The US and Iran signed a preliminary memorandum of understanding on June 15, 2026, setting off a 60-day clock on one of the most consequential diplomatic agreements in recent memory. Iran has committed to long-term nuclear inspections supervised by the International Atomic Energy Agency, agreed to the destruction of its highly enriched uranium stockpile, and watched the US lift its threat of a naval blockade on the Strait of Hormuz. In exchange, Washington is preparing a conditional sanctions waiver covering Iranian oil exports.

The numbers behind the deal are significant.
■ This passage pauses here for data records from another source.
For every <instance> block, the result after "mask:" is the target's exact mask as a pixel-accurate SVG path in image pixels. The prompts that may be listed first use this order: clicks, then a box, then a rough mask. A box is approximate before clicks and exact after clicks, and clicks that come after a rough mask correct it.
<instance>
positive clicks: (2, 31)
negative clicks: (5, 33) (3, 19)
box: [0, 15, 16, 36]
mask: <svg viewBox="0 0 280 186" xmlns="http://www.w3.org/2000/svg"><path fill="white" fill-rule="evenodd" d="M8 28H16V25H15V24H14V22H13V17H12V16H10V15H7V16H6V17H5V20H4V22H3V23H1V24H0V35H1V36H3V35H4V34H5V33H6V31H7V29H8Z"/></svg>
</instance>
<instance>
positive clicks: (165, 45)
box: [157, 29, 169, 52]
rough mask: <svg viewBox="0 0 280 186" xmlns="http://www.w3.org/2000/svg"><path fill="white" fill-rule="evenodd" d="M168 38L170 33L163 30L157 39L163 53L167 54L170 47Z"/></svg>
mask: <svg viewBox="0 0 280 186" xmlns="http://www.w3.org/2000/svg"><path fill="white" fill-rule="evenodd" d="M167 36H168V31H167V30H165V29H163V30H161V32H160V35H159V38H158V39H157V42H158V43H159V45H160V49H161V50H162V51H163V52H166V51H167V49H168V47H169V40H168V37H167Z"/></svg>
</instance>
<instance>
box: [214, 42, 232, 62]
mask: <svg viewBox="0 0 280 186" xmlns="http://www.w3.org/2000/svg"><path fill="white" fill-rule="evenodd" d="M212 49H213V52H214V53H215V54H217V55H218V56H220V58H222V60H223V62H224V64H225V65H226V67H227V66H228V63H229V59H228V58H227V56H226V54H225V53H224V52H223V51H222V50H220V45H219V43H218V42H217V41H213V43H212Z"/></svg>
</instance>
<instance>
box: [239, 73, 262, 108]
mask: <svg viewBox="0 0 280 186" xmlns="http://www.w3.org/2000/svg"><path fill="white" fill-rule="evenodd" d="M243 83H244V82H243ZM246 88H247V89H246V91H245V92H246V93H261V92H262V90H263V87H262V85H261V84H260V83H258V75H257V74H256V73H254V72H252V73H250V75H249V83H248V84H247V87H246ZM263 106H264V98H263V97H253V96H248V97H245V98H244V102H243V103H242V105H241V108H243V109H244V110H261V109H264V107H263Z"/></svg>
Full compliance could unlock between $24 billion and $25 billion in sanctions relief and asset releases, money currently sitting frozen or heavily restricted by US Treasury controls.

What the deal actually says

The core mechanics work like this: the US issues a 60-day waiver on sanctions restricting Iranian oil exports, Iran submits to IAEA-supervised destruction of its highly enriched uranium, and both sides use the window to negotiate the longer-term framework. The Strait of Hormuz, a narrow chokepoint responsible for roughly 20% of the world’s oil shipments, stays open.

Funds released through the US Treasury go into escrow rather than directly to Iran, a structural safeguard designed to prevent immediate deployment of cash while negotiations continue.